Information Circulars inform taxpayers and practitioners on the Canada Revenue Agency’s (“CRA”) interpretation and administration of the Income Tax Act (“ITA”). In that spirit, new Information Circular IC07-1R1 (“Circular”), replacing old Information Circular 07-1, provides new directions and guidance on seeking taxpayer relief from the Minister of National Revenue (“Minister”). This article selects certain revised sections for analysis of how they may impact a request for taxpayer relief.
Restrictions on Interest Relief
The Circular integrated CRA administrative policy concerning interest relief to the Federal Court of Appeal’s (“FCA”) decision in Bozzer v Canada, 2011 FCA 186 (“Bozzer”). In Bozzer, the FCA held that under ss. 220(3.1) the Minister has the authority to cancel interest on tax debts to the extent that the interest accrued in the ten years preceding a request for interest relief. However, the CRA purports to limit the applicability of this ruling to requests for interest relief made after June 2, 2011, the date on which the judgment in Bozzer was delivered. With respect, in our view Bozzer determined the state of the law as it always was and the CRA’s interpretation on this point is therefore incorrect at law and improperly fetters the Minister’s discretion.

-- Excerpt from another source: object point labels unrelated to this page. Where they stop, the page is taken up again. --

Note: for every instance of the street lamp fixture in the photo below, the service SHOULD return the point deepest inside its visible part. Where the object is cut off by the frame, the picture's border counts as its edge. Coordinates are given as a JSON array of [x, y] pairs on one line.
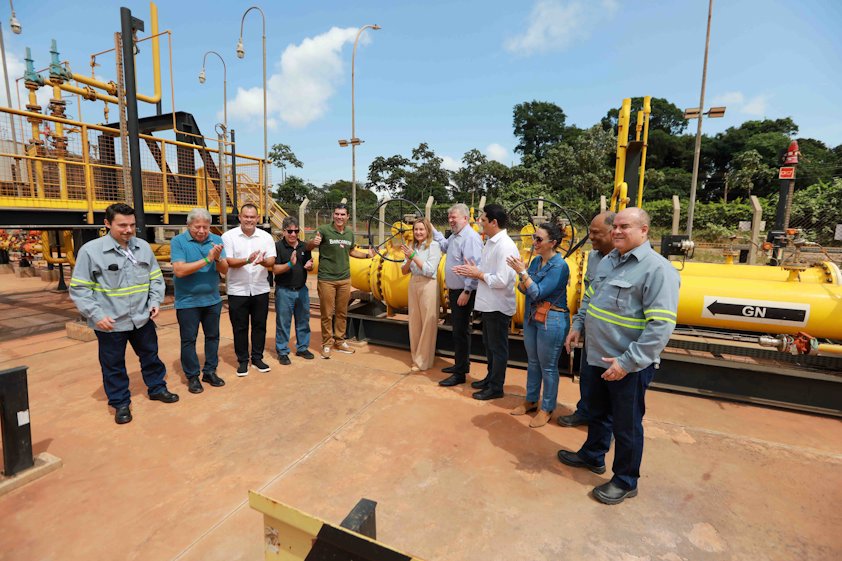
[[713, 113], [241, 53], [354, 141], [202, 78], [716, 112]]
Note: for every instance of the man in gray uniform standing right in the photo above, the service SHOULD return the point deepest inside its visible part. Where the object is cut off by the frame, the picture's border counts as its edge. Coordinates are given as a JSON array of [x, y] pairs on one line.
[[629, 314]]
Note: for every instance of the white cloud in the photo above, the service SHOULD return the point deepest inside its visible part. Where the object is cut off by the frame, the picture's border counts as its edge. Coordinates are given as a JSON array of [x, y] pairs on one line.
[[756, 106], [308, 76], [450, 164], [497, 152], [554, 25]]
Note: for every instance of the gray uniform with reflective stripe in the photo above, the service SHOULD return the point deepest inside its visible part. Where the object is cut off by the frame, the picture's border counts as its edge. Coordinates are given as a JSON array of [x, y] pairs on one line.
[[107, 283], [629, 309]]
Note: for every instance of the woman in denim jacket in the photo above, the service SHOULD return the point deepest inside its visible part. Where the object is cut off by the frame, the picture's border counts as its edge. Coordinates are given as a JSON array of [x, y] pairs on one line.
[[544, 281]]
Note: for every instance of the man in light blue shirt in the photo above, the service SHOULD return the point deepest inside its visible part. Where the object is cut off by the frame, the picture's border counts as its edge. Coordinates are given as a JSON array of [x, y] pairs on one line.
[[463, 246], [197, 258]]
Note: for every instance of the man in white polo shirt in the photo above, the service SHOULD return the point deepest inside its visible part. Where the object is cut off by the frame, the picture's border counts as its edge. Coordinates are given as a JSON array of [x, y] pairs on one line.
[[250, 253], [495, 298]]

Protective Requests for Relief
The CRA advised taxpayers to submit protective requests for potential relief in certain instances to ensure the request is made before the 10-year limitation period expires. This is a practical and helpful recognition by the CRA that many taxpayers, including taxpayers participating in group tax appeals, may have disputes that take so long to resolve that they end up including taxation years extending well beyond the time limit for relief requests. The CRA appreciates that taxpayers may not have all the documents needed to support such proactive requests and allows for supporting documents to be submitted to complete the request after the formal tax dispute process has concluded.

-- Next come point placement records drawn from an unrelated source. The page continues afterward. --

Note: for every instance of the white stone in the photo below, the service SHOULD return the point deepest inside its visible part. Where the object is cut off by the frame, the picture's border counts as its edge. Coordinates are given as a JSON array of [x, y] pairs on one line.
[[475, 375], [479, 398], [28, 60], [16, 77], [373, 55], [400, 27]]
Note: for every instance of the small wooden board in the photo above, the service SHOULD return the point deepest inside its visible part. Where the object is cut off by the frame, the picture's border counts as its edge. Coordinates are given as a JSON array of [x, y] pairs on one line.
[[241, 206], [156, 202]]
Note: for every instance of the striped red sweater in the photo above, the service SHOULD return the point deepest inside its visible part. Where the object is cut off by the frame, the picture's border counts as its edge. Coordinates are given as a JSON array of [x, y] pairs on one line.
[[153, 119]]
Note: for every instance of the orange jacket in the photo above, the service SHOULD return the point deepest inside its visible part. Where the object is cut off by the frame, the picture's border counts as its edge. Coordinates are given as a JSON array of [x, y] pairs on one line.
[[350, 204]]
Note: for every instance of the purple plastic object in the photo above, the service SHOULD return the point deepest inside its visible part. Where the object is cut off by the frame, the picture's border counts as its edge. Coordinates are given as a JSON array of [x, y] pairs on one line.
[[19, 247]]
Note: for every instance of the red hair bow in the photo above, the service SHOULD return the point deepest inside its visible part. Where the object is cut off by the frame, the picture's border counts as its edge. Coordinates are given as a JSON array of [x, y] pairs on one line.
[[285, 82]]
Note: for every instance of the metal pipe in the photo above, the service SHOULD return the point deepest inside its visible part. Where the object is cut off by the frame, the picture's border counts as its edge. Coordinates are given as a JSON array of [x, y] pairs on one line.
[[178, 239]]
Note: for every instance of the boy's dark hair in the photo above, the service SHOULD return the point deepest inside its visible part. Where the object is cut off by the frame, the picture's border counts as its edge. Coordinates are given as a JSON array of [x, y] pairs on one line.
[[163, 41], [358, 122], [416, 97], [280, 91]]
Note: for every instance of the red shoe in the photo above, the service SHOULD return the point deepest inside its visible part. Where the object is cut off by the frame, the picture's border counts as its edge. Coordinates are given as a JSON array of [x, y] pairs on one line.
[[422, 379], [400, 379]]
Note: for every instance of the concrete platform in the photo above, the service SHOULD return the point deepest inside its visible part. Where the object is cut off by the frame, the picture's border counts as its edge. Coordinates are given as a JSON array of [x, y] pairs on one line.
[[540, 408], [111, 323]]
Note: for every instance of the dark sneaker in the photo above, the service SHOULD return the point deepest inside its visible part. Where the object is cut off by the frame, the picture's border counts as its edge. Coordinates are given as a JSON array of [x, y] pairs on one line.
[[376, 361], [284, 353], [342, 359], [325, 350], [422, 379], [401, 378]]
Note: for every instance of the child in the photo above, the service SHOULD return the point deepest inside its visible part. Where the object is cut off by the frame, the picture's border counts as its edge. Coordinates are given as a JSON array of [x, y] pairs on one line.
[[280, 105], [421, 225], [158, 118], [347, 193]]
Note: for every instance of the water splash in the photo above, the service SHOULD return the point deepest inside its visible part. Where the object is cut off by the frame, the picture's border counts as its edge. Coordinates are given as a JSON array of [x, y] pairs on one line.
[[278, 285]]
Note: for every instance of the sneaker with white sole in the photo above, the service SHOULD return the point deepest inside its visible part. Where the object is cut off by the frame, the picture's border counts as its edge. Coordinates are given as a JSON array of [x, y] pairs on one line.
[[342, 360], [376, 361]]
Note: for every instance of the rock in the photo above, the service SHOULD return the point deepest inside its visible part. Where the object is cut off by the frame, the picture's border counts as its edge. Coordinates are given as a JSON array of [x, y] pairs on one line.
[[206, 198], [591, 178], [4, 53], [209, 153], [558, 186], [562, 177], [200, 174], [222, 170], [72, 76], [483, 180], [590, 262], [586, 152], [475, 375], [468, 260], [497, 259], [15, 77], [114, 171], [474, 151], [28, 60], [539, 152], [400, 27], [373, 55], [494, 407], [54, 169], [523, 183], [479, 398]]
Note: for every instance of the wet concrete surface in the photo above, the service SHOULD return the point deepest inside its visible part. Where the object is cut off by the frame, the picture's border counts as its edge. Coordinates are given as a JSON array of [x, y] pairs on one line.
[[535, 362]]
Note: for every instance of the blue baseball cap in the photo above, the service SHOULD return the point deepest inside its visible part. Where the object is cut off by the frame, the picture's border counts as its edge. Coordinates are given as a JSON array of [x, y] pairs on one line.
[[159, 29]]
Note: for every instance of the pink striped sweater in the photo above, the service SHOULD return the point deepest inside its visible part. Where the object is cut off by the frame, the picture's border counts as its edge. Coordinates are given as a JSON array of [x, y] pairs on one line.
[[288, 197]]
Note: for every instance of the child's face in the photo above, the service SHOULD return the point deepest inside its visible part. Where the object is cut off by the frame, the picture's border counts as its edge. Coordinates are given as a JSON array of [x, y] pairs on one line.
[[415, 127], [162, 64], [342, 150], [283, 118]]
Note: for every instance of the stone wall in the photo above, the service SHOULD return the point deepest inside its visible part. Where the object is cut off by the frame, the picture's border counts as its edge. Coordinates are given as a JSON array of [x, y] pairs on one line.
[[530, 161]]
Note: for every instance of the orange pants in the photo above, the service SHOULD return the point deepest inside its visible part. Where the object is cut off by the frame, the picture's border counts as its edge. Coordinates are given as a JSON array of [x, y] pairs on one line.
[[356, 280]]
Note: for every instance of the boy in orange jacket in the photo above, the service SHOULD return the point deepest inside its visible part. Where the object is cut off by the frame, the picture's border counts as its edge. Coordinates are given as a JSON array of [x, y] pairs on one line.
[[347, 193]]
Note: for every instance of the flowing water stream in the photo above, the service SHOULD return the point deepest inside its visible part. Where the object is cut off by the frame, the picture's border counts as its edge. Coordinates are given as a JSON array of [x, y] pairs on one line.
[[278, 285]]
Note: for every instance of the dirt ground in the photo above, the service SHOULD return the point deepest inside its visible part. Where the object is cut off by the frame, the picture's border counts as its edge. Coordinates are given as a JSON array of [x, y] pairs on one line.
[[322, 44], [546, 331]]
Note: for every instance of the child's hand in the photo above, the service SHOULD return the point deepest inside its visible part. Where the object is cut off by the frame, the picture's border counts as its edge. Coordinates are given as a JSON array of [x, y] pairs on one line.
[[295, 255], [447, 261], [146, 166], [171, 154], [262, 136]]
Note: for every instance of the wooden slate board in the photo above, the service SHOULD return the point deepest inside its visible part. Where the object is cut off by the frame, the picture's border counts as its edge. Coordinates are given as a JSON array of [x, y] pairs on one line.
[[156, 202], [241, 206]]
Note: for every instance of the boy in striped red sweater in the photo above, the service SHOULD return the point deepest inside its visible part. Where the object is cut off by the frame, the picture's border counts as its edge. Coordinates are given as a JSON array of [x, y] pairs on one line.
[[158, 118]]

In para. 22.1, the CRA encouraged taxpayers to pre-pay their outstanding amounts owing when a taxpayer makes a request for relief. Such pre-payment avoids non-deductible interest from accruing and if relief is granted a refund would be paid. Some taxpayers, however, may prefer not to pre-pay until the CRA responds to the relief request, to enable them to continue to have use of the money while the CRA considers the request.
No Fettering the Minister’s Discretion
The CRA helpfully emphasized that the Circular is only a guideline and does not have the force of law. For example, at para. 24 the CRA clarified that relief may be granted despite the taxpayer’s inability to pay not arising from one of the enumerated consequences of extraordinary circumstances, actions of the CRA, inability to pay or financial hardship. The CRA’s guidance is consistent with the statement in para. 6 that the Circular is only a guideline and is not intended “to restrict the spirit or intent of the legislation.” These statements are, of course, consonant with well-established case law holding that the Minister may not fetter her discretion by rigidly adhering to administrative practice.
Inability to Pay or Financial Hardship
The CRA strengthened its expressed policy concerning relief requests based on inability to pay amounts owing. The CRA instituted more onerous disclosure requirements for taxpayers claiming interest relief due to financial hardship. Para. 28.1 requires taxpayers to submit to a fairly extensive CRA financial review of income and expenses, assets and liabilities, the ability to borrow funds and sell assets and actions and efforts to pay amounts owing, all with supporting documents. While this may be a deterrent from seeking relief for financial hardship, it is a reasonable demand when impecuniosity is being pleaded as grounds for relief. Taxpayers will have to consider whether submitting to such scrutiny is commensurate with the interest relief requested.
Two sensible additions to the process for requesting interest relief due to financial hardship relate to payment arrangements and outstanding tax returns. Where all or part of the interest is cancelled to enable a taxpayer to honour a payment arrangement, as a condition to getting relief it is incumbent on the taxpayer to make all of the agreed upon payments. Further, taxpayers are expressly required to file any outstanding tax returns with the CRA as a prerequisite for obtaining relief.
Termination of Pilot Project to Consider Relief Requests Simultaneously with Notices of Objection
The 2013 pilot project allowing taxpayer relief requests to be considered simultaneously with notices of objection appears to have been discontinued, with little or no information about the results of the project being communicated by the CRA. Regrettably, this ends the innovative attempt to grant taxpayers relief while adjudicating substantive tax issues. Looking forward, the CRA will now have to handle the tax dispute process in discrete components rather than holistically. This works to the disadvantage of taxpayers, for whom the overriding consideration in resolving a tax dispute is the total amount of tax, interest and penalties. Having to resolve these issues in sequence, rather than all at once, increases the time required and the costs incurred for both taxpayers and the CRA.
On balance, the new Circular appears to be intended to make it more difficult for taxpayers to secure relief and is consistent with the CRA’s recently well publicized efforts to tighten up tax administration and enforcement.